Why it matters: Everyone is vulnerable to false memory. Sometimes it’s subtle: thinking you saw a yield sign when you saw a stop sign. But sometimes it’s life-altering: eyewitness testimony that leads to the wrongful conviction of innocent people.
People can be “very confident in things that never happened,” Duke neuroscientist Roberto Cabeza tells Axios.
What's new: In an age of AI, deepfakes and doctored photographs, misinformation can subtly sculpt our memories. And researchers are concerned about how immediately replaying photos and videos will affect how we remember experiences.
- Even blatantly doctored photographs — with written disclaimers — of the 2012 London Olympic torch relay and the 2011 Royal Wedding led a subset of viewers to believe more violent protestors had been present and more people arrested at these events than actually were.
How it works: Our memory system often fails not only because we forget things that happen, but also because we remember things that didn't happen, says Cabeza.
- The brain can distinguish between false and true memories. Cabeza found that high confidence for true memories was associated with greater medial temporal lobe activity, while for false memories it was associated with greater frontoparietal activity in the brain.
- One explanation for this difference is that recollection is strongly associated with the medial temporal lobe, while familiarity is associated with frontoparietal regions.
This flexibility of our memory systems means that not only can memories be altered, but entirely false memories can be planted.
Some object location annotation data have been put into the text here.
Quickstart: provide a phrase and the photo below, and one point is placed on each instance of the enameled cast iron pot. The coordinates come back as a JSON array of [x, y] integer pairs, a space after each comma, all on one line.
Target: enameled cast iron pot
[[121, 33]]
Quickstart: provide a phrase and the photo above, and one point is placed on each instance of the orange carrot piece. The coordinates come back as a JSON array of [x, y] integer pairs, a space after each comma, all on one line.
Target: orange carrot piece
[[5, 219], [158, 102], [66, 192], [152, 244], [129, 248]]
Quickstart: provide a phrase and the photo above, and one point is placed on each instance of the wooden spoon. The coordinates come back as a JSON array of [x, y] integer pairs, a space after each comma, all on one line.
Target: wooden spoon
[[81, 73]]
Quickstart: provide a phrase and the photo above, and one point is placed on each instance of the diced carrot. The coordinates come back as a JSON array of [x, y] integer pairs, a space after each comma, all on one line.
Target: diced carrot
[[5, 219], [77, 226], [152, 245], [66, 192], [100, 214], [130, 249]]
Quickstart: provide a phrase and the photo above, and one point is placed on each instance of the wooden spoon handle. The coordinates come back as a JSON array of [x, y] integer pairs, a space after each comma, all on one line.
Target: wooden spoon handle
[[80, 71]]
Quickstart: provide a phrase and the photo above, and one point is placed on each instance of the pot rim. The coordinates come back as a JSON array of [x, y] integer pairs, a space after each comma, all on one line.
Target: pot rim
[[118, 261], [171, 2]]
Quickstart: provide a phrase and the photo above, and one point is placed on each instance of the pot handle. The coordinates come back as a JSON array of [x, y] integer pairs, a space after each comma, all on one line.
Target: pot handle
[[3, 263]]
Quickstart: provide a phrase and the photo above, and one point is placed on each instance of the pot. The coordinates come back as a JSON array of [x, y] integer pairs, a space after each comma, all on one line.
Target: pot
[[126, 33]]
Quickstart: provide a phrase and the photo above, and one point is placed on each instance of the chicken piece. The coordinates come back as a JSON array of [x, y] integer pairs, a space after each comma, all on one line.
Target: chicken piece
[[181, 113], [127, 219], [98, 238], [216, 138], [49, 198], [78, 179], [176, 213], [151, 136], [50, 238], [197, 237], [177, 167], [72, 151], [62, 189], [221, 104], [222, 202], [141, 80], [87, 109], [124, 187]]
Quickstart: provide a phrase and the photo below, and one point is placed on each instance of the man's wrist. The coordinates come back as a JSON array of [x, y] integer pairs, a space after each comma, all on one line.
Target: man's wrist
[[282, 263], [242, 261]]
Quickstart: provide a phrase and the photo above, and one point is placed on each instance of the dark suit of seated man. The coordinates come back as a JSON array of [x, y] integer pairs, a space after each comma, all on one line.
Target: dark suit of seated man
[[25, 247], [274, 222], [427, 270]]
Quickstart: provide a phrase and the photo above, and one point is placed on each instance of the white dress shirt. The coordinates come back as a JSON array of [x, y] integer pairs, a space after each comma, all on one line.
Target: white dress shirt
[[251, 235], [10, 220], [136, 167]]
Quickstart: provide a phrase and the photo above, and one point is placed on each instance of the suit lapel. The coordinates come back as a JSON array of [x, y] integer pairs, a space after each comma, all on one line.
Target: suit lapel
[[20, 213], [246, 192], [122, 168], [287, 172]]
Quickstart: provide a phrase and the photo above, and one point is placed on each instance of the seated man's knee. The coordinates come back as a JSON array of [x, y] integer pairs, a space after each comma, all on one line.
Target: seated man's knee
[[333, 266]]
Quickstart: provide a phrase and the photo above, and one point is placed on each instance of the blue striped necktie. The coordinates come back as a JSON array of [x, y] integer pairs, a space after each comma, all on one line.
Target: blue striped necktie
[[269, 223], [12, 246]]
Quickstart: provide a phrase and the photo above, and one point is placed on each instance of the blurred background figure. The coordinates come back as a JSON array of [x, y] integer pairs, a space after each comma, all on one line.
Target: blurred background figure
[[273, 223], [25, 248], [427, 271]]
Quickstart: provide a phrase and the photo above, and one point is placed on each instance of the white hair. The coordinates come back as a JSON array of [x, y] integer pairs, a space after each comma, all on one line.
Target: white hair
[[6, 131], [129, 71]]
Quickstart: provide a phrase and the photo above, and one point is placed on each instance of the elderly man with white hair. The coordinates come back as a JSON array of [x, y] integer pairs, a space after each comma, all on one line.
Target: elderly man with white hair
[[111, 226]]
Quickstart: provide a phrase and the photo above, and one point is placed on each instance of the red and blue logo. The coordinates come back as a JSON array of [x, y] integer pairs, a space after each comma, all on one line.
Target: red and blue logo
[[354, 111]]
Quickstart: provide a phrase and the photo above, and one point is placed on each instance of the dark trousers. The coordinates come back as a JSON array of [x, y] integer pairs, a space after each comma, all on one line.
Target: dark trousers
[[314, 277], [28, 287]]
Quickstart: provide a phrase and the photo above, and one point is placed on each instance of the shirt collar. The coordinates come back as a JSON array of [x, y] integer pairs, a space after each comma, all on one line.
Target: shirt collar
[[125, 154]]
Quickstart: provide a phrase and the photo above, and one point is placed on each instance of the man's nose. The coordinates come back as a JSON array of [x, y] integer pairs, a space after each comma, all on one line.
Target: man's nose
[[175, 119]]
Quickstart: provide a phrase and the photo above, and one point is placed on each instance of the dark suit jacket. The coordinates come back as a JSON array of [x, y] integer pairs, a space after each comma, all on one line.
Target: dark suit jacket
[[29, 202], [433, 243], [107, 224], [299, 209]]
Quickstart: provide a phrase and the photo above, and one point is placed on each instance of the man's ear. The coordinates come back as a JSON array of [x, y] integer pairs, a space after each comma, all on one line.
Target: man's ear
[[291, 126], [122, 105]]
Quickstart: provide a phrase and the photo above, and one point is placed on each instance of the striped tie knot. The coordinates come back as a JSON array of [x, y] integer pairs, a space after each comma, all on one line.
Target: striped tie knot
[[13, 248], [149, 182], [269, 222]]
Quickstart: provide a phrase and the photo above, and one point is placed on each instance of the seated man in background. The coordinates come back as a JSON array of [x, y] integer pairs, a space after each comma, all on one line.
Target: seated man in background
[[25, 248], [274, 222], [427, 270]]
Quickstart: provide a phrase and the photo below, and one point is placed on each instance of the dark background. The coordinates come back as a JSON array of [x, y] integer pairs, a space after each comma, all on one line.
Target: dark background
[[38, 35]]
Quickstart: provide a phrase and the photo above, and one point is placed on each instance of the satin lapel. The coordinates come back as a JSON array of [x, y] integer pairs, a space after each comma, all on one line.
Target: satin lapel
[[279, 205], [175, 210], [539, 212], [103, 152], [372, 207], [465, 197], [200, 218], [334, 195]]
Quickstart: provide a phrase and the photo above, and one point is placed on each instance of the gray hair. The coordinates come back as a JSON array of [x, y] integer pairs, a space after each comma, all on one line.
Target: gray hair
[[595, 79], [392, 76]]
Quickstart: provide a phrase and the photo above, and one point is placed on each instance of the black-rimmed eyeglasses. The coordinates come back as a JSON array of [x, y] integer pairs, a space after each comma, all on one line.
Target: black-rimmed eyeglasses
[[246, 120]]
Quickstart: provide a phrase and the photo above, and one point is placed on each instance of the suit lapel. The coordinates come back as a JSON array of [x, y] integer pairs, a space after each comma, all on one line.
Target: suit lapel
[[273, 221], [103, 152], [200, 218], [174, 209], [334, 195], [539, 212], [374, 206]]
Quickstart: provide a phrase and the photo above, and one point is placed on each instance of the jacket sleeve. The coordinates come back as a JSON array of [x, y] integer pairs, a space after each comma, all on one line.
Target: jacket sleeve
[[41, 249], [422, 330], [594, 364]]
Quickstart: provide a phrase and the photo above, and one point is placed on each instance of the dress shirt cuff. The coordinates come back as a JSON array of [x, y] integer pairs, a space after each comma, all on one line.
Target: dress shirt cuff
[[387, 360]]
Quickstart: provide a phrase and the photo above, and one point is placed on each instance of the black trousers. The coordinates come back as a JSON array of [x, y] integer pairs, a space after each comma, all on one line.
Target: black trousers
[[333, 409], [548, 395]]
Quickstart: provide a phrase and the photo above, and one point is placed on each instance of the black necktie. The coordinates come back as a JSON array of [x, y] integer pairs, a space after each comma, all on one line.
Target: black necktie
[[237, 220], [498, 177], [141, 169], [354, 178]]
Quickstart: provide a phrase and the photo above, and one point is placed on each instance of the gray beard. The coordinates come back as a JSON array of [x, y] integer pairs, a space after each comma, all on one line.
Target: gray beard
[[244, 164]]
- For decades, Elizabeth Loftus, a cognitive scientist at the University of California, Irvine, has pioneered work on false memory to prevent mistaken eyewitness testimonies, consulting on hundreds of criminal cases, including the O.J. Simpson, Ted Bundy and Rodney King trials.
- “You need independent corroboration to know whether you’re dealing with a real memory or a false memory,” she tells Axios.
Yet planting false memories isn't necessarily a bad thing, according to Loftus. She found that subjects who were led to believe they loved asparagus as children subsequently were more interested in eating asparagus at a restaurant and were willing to pay more for asparagus in a grocery store.
- “You can use these suggestive techniques to influence people’s nutritional choices, maybe make a dent in the obesity problem in our society. And I think that can be a good thing.”